Toll 样受体 (TLRs) 是对各种病原体固有免疫反应的第一线,预计将成为适应具有不同病原体负担的栖息地的物种中自然选择的目标。长颈鹿和霍加狓基因组序列的最近公布,为在复杂的栖息地多样化过程中检查广泛的陆生有蹄类动物和鲸目动物中选定的 TLR 进化提供了机会。通过直接序列比较和标准进化方法,确定了长颈鹿和密切相关物种之间七种 Toll 样受体 (TLR2、TLR3、TLR4、TLR5、TLR7、TLR9 和 TLR10) 的核苷酸和蛋白质序列多样性程度。此外,还比较了长颈鹿和相关物种之间关键 TLR 基序和结构域的模式。还对陆生有蹄类动物和鲸目动物中 TLR 上的选择压力和分化进行了定量。
序列分析表明,长颈鹿与霍加狓和牛的所有 TLR 分析均具有 94-99%的核苷酸同一性。在一些 TLR 中,长颈鹿、霍加狓和牛之间观察到富含亮氨酸重复序列的数量发生变化。关键 TLR 结构域的模式没有显示长颈鹿、霍加狓和牛之间结构域结构有任何显著差异。选择压力的分子进化分析确定了所有 TLR 检查中的关键位点的正选择,这表明在陆生有蹄类动物和鲸目动物的进化过程中发生了普遍的进化压力。
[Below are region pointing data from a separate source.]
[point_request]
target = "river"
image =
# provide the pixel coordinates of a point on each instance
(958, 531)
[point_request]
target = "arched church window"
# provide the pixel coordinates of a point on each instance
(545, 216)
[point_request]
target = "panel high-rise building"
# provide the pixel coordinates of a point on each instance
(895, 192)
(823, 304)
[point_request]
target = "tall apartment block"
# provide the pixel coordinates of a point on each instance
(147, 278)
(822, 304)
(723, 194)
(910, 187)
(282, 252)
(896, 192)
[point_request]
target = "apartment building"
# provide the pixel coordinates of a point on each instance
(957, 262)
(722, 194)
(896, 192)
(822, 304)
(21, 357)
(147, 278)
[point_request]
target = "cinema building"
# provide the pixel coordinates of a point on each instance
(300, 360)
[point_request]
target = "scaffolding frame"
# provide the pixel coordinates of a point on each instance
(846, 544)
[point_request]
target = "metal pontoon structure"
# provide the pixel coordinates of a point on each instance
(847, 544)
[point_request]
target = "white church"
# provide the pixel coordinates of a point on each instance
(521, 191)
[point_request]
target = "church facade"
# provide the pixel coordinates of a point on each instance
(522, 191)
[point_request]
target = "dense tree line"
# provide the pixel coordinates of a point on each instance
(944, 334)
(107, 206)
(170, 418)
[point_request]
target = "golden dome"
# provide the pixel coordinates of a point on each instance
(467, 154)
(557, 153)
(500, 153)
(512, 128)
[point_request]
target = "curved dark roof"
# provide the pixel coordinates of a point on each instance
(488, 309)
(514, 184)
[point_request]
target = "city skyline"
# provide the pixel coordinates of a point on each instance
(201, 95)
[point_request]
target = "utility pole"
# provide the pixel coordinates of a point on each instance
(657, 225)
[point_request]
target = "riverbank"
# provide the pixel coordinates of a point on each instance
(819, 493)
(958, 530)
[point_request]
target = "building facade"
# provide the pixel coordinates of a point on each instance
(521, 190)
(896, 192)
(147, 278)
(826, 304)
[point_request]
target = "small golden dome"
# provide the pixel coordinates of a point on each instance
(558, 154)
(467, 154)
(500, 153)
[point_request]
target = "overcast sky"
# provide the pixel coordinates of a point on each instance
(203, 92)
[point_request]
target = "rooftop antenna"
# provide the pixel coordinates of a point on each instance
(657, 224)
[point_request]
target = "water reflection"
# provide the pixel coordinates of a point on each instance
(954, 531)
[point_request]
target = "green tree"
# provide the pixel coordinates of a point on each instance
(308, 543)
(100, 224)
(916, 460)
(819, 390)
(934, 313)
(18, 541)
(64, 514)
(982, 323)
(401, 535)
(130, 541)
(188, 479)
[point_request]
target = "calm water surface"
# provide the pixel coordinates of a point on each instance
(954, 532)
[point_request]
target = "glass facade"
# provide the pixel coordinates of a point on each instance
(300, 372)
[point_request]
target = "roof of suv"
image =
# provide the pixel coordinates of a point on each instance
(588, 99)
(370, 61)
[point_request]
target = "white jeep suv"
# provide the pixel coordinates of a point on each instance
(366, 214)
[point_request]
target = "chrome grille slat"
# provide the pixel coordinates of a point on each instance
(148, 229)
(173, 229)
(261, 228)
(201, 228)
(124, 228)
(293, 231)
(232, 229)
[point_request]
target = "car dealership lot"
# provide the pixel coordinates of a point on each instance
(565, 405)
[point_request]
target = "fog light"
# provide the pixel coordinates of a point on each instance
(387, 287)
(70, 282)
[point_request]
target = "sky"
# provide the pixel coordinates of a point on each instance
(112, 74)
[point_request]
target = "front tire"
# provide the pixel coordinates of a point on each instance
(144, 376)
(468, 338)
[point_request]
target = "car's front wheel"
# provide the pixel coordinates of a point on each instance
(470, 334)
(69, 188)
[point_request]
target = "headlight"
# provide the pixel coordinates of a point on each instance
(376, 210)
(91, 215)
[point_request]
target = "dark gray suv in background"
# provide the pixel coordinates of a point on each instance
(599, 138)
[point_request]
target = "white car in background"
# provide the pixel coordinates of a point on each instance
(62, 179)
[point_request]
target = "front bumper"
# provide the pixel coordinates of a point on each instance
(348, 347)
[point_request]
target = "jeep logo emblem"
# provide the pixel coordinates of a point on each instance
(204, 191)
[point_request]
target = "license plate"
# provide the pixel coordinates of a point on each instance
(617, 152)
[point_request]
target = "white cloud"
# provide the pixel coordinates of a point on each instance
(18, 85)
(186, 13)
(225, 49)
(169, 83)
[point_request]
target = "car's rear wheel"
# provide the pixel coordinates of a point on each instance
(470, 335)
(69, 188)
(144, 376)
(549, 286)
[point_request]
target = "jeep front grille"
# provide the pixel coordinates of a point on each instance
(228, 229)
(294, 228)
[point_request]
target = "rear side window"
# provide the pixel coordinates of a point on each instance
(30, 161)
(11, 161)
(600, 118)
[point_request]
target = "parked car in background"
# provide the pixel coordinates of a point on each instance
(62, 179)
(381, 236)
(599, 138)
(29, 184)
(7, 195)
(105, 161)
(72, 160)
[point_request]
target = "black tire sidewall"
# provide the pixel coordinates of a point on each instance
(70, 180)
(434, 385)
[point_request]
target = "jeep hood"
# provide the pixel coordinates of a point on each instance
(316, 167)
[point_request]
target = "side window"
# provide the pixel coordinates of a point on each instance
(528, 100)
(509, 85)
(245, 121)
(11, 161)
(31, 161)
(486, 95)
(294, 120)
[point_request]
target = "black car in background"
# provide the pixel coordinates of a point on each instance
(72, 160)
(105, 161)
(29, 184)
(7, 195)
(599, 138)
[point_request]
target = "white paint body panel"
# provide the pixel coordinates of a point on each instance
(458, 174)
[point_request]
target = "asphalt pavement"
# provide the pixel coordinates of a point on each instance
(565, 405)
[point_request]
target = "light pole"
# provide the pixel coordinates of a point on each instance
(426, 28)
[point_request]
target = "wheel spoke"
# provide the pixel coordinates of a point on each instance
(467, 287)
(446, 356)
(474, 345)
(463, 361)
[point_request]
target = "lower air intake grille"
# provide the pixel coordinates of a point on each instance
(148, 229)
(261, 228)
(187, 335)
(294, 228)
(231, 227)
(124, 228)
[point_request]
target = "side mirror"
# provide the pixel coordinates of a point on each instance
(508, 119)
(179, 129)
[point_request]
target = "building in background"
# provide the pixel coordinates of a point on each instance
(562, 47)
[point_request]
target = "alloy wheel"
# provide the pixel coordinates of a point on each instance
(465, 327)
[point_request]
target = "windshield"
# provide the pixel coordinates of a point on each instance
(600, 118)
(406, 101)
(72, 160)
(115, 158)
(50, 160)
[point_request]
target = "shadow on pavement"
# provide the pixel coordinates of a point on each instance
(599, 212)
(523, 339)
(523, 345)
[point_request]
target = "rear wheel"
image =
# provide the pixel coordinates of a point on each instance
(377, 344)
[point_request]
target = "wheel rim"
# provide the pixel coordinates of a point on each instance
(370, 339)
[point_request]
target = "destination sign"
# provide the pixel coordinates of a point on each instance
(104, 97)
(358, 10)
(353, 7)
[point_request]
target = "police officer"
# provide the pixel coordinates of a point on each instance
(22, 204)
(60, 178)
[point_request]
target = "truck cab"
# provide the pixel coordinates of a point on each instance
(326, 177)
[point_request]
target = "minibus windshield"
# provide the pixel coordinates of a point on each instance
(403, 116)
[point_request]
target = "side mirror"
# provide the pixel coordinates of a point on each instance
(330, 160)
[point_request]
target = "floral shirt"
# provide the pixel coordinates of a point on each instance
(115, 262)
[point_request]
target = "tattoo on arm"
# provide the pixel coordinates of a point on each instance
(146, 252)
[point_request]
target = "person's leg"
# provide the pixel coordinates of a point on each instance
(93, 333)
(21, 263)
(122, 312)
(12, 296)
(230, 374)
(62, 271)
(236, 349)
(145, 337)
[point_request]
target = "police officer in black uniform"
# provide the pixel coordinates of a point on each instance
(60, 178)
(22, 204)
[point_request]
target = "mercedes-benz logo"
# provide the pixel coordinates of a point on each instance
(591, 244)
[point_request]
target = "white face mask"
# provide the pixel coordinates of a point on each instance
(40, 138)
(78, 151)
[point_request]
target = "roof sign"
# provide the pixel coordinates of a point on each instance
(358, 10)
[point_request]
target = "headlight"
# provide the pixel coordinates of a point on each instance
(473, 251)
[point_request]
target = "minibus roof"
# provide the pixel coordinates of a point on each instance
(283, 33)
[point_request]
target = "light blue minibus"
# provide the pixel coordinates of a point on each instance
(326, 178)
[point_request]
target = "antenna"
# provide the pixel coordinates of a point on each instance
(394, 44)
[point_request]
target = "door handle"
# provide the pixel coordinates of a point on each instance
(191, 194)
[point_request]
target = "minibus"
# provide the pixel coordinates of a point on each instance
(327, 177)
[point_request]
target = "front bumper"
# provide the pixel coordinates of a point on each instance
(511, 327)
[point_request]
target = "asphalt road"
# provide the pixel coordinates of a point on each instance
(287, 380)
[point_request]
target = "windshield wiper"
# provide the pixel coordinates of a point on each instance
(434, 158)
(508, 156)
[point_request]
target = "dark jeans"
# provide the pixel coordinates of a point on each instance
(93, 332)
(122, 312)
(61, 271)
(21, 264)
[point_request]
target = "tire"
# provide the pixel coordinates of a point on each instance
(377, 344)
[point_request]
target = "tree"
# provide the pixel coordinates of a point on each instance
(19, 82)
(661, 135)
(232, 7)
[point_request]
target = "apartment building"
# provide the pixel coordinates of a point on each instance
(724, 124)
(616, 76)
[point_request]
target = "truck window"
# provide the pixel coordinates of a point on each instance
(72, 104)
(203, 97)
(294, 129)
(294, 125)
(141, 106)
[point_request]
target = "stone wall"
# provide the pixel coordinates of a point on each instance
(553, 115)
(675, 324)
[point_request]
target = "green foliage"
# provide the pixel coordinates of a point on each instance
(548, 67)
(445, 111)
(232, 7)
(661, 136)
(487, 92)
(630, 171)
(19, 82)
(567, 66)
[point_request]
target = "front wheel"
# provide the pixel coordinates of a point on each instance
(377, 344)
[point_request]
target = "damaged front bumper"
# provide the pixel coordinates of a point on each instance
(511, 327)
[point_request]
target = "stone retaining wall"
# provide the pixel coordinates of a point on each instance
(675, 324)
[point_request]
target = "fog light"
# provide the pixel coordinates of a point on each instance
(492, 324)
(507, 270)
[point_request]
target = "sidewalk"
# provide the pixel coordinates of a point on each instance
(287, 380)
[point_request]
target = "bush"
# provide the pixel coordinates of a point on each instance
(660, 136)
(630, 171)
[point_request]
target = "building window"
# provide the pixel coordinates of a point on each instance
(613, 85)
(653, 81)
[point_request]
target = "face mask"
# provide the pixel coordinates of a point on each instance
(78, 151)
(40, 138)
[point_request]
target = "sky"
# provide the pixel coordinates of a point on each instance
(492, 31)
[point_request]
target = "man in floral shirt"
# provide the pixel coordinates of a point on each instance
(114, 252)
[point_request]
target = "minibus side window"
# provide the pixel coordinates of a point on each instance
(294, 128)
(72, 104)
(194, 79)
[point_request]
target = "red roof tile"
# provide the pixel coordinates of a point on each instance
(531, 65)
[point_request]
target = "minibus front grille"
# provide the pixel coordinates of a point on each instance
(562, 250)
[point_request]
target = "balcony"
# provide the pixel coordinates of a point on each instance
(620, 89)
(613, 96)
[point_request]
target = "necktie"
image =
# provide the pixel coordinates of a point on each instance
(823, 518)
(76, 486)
阳性选择位点的分析表明,一些位点是富含亮氨酸基序的一部分,这表明在物种特异性识别病原体相关分子模式方面具有功能相关性。值得注意的是,分支分析显示,在病毒感应 TLR3 中,陆生有蹄类动物和鲸目动物之间存在显著的选择分化。将长颈鹿 TLR3 关键取代映射到受体结构上表明,至少有一个长颈鹿改变的位点与已知在受体信号转导活性中起关键作用的 TLR3 残基重合。
在长颈鹿、霍加狓和牛之间 TLR 结构总体上具有保守性,这表明利用 TLR 途径的固有免疫反应机制在这些物种的进化过程中并没有发生很大变化。然而,更广泛的系统发育分析显示,陆生有蹄类动物和鲸目动物中存在适应性进化的迹象,包括 TLR3 观察到的选择分化。这表明,长期的生态动态导致了介导陆生有蹄类动物和鲸目动物固有免疫的机制的物种特异性创新和功能变异。